Веды — услышанное откровение

Но пора уже рассказать о документальных опорах, основаниях, на которых, как всякая большая религия, зиждется этот парадоксальный мир — о знаменитых Ведах.

Их четыре: Ригведа (Книга гимнов), Самаведа (Книга песнопений), Яджурведа (Книга жертвенных формул) и Атхарваведа (тут речь идет о заклинаниях). Чужаки часто именуют эти тексты «священным писанием» индуизма. Но напрасно — потому что на самом деле они представляют собой нечто писанию противоположное. Они суть шрути, у-слы-шан-но-е. И воспринятое на слух.

Первыми божественные откровения услышали древние риши, великие мудрецы-«посредники» глубокой древности. С тех незапамятных времен в изустной передаче их и принимают новые поколения. Так что индусов следует считать не «людьми Книги», подобными нам, а, скорее, «людьми Звука». Ясно, что для успешного поддержания подобной традиции столетиями разрабатывались весьма эффективные методики запоминания. Настолько эффективные, что когда весь свод ведийской литературы наконец был записан, оказалось: в 1 028 гимнах «Ригведы» сомнение вызывает разве что пара слогов.
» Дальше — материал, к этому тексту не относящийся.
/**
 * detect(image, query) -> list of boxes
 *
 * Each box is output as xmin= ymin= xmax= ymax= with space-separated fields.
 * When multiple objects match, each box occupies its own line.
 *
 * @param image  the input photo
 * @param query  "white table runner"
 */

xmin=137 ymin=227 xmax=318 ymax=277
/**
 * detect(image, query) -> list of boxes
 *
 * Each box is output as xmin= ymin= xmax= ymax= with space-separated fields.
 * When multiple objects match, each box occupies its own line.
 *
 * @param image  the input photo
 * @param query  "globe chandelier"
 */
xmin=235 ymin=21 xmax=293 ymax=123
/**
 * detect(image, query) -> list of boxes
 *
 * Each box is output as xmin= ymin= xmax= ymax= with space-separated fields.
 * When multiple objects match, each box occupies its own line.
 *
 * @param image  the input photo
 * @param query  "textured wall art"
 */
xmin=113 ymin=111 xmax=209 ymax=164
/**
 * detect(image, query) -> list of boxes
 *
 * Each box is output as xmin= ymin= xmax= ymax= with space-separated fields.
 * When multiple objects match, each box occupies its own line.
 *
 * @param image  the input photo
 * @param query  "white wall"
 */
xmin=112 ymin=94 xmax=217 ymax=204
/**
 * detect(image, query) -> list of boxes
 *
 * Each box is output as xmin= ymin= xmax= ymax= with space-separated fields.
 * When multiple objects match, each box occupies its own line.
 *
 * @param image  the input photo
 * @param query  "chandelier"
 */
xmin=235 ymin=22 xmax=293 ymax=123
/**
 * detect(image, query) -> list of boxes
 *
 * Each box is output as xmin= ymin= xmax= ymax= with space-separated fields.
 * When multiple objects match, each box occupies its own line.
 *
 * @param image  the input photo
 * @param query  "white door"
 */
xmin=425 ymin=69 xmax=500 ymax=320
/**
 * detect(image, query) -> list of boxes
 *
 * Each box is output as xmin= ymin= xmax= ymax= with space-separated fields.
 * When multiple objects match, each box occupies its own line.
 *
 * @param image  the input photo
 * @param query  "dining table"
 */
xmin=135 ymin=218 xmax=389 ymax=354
Из этого могучего корня и произросла вся индийская цивилизация: и упанишады (беседы богов с людьми), и школы философии, и шастры (так сказать, тематические теории), трактаты по отраслям знания и ремеслам. Авторитет Вед незыблем по сей день — во всяком случае, в 1995 году Верховный суд Индии, формулируя правовое определение индуизма, начал с их «признания единственным фундаментом индусской философии».

Однако Веды — все же не канон, как это может показаться из последней цитаты. В индуизме нет и канона, а соответственно, нет — и быть не может — ересей. Культ этот никогда не знал организованной церкви и иерархии священнослужителей (даже самой условной, основанной на личном авторитете, как у мусульман). Просто любой рожденный брахманом имеет право исполнять абсолютно все обрядовые функции. Именно его, представителя высшей, недосягаемой в своей чистоте касты, приглашают для отправления церемоний — от пышных храмовых до скромных семейных.

Но опять-таки есть «но». Вместе с тем законоучителем — ачарьей или гуру — может стать человек и другой касты, если прославится праведной жизнью и добрыми делами. Не уходя в дебри древней истории, возьмем примеры из истории новейшей: Рамакришна, которого многие считали аватарой божества, был брахманом. Его первым учеником стал неприкасаемый Лату. А любимый «питомец» Рамакришны, продолживший и развивший его дело, Свами Вивекананда, принадлежал к касте каястхов (высших шудр). Махатма Ганди был из торговцев, вайшья…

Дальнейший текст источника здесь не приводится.